[RFC PATCH V7 10/10] drm/xe/cri: Add sysfs interface for bad gpu vram pages

public inbox for intel-xe@lists.freedesktop.org
 help / color / mirror / Atom feed

From: Tejas Upadhyay <tejas.upadhyay@intel.com>
To: intel-xe@lists.freedesktop.org
Cc: matthew.auld@intel.com, matthew.brost@intel.com,
	thomas.hellstrom@linux.intel.com,
	himal.prasad.ghimiray@intel.com,
	Tejas Upadhyay <tejas.upadhyay@intel.com>
Subject: [RFC PATCH V7 10/10] drm/xe/cri: Add sysfs interface for bad gpu vram pages
Date: Thu, 16 Apr 2026 13:19:59 +0530	[thread overview]
Message-ID: <20260416074958.3722666-22-tejas.upadhyay@intel.com> (raw)
In-Reply-To: <20260416074958.3722666-12-tejas.upadhyay@intel.com>

Starting CRI, Include a sysfs interface designed to expose information
about bad VRAM pages—those identified as having hardware faults
(e.g., ECC errors). This interface allows userspace tools and
administrators to monitor the health of the GPU's local memory and
track the status of page retirement.To get details on bad gpu vram
pages can be found under /sys/bus/pci/devices/bdf/vram_bad_pages.

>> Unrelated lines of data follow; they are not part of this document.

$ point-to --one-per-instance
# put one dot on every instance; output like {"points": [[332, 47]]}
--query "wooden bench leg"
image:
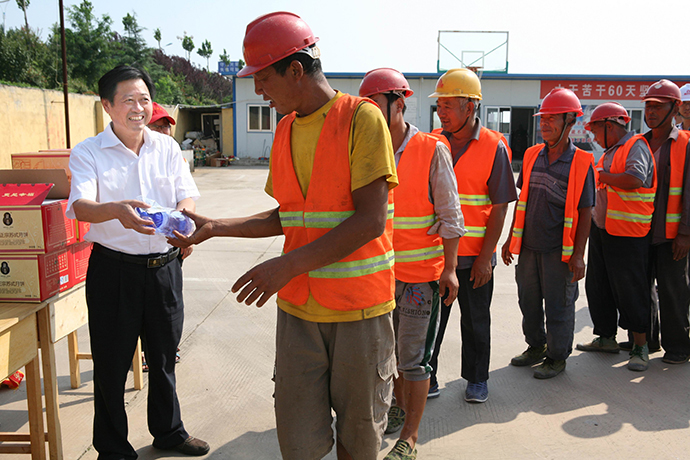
{"points": [[50, 385], [35, 402], [136, 367], [74, 370]]}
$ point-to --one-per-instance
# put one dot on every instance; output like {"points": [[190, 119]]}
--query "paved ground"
{"points": [[597, 408]]}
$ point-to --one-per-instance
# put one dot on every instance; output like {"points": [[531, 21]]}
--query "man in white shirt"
{"points": [[134, 281]]}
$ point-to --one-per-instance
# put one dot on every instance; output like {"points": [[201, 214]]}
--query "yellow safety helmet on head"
{"points": [[458, 83]]}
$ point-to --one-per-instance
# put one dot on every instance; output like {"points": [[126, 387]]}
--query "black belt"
{"points": [[150, 260]]}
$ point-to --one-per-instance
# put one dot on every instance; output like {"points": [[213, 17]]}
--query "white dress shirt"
{"points": [[104, 170]]}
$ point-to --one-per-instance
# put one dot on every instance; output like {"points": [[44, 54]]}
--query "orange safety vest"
{"points": [[576, 180], [628, 212], [364, 278], [675, 191], [418, 256], [472, 171]]}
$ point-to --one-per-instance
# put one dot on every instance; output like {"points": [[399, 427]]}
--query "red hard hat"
{"points": [[272, 37], [560, 100], [384, 80], [662, 91], [159, 112], [612, 111]]}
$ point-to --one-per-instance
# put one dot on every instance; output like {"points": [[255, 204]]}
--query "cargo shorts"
{"points": [[346, 367]]}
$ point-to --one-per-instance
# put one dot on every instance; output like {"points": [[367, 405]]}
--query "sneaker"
{"points": [[604, 344], [396, 419], [477, 392], [549, 368], [401, 451], [434, 392], [639, 358], [191, 446], [628, 345], [532, 355], [675, 358]]}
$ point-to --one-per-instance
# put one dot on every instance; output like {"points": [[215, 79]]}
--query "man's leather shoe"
{"points": [[192, 446]]}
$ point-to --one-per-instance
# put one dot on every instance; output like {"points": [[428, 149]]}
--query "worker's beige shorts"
{"points": [[347, 367]]}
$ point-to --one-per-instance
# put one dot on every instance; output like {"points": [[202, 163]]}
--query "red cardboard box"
{"points": [[33, 219], [43, 159], [33, 278], [79, 261], [82, 229]]}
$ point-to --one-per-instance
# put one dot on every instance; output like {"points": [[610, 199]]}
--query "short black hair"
{"points": [[311, 66], [108, 82]]}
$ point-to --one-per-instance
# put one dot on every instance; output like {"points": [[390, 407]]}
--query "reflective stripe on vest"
{"points": [[355, 268], [675, 191], [418, 255], [364, 278], [629, 212], [576, 179]]}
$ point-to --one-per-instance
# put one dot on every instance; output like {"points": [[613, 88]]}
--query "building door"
{"points": [[521, 131], [498, 119]]}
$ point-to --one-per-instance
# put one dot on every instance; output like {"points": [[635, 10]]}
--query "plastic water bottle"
{"points": [[166, 221]]}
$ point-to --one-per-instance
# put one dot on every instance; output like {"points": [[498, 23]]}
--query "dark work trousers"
{"points": [[475, 329], [545, 287], [618, 282], [126, 300], [674, 297]]}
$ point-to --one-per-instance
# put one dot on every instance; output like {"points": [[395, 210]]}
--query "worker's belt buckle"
{"points": [[156, 262]]}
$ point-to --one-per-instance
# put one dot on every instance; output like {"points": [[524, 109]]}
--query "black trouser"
{"points": [[618, 282], [126, 300], [674, 297], [475, 328]]}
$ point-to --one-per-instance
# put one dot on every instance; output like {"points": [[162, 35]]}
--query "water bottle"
{"points": [[165, 221]]}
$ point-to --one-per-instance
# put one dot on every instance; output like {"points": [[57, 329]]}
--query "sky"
{"points": [[575, 37]]}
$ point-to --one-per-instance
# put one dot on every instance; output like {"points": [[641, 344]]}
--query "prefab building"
{"points": [[508, 105]]}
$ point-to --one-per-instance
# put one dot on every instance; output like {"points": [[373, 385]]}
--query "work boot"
{"points": [[477, 392], [549, 368], [530, 356], [604, 344], [639, 358]]}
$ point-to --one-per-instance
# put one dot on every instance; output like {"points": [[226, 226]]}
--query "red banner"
{"points": [[600, 89]]}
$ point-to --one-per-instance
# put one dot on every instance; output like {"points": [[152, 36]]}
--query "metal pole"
{"points": [[64, 73]]}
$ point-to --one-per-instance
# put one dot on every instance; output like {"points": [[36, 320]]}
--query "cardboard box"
{"points": [[211, 157], [79, 261], [82, 229], [31, 222], [33, 278], [43, 159], [217, 162]]}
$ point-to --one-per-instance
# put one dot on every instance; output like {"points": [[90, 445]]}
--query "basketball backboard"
{"points": [[479, 51]]}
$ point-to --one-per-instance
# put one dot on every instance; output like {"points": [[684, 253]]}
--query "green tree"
{"points": [[89, 40], [206, 51], [157, 36], [187, 44], [133, 46], [23, 5], [224, 57]]}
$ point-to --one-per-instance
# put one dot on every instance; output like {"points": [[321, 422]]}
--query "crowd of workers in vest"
{"points": [[386, 227]]}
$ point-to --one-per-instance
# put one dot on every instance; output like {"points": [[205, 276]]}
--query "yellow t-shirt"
{"points": [[371, 157]]}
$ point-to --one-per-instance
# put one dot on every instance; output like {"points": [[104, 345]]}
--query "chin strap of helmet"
{"points": [[565, 125], [668, 114]]}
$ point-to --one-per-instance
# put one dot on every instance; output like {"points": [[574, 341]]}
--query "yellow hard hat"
{"points": [[458, 83]]}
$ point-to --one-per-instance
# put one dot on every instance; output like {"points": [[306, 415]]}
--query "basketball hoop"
{"points": [[478, 70]]}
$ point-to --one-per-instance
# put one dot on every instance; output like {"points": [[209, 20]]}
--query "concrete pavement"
{"points": [[596, 408]]}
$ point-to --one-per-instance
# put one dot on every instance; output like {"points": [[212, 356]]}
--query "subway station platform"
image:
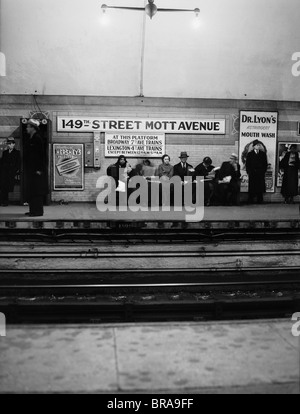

Where The format is, pfn : gpu page size : flags

flags:
R: reserved, this gpu page is reserved.
P: pending for reserve, this gpu page is marked as bad, will be reserved
   in next window of page_reserve.
F: unable to reserve. this gpu page can’t be reserved due to some reasons.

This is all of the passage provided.